Louis Aragon ou l’art du mentir-vrai
Si Philippe Soupault a pu dire d’Aragon que « sa prodigieuse virtuosité n’est comparable – toutes choses égales – qu’à celle de Hugo », nous essaierons de montrer que cet écrivain aux masques multiples et aux incessantes métamorphoses s’inscrit dans une histoire politique, littéraire et personnelle qui condense les enjeux et les conflits du XXe siècle. Envoyé au front en 1917, Aragon participe à son retour à l’aventure surréaliste et prône un « merveilleux quotidien » issu de la rencontre du réel et de l’imaginaire. La rencontre capitale avec Elsa Triolet en 1928 suivie de l’engagement au sein du parti communiste marque la rupture avec André Breton et oriente l’œuvre sur le versant du réalisme socialiste qu’illustre, des Cloches de Bâle (1934) aux Communistes (1952), le long cycle romanesque intitulé « Le Monde réel ».

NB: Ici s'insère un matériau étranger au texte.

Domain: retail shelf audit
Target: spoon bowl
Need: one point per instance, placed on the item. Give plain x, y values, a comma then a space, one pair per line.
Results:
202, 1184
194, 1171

Entré dans la résistance lors de la seconde guerre mondiale, Aragon en devient le chantre à travers une poésie qui ne refuse plus les contraintes de la rime et de la métrique, opposant à la domination nazie une vision lyrique de l’amour et du courage. Fidèle au parti communiste jusqu’à sa mort en 1982, Aragon avait pris conscience du régime totalitaire soviétique dès 1952 sans pour autant le dénoncer. Il en a résulté alors un certain désarroi esthétique et politique qu’il est parvenu à dépasser à la fin des années cinquante. A partir du roman La Semaine sainte (1958) et du poème Elsa (1959), nous montrerons de quelle manière Aragon a renouvelé son écriture et décrit de manière vertigineuse les pièges tendus par le réel et les aspirations utopiques. Etablissant que la littérature développe un art du « mentir-vrai » qui permet l’exploration de soi, nous évoquerons ainsi les thèmes majeurs qu’Aragon n’a cessé d’entrecroiser tout au long de son œuvre : l’art, l’histoire et l’amour.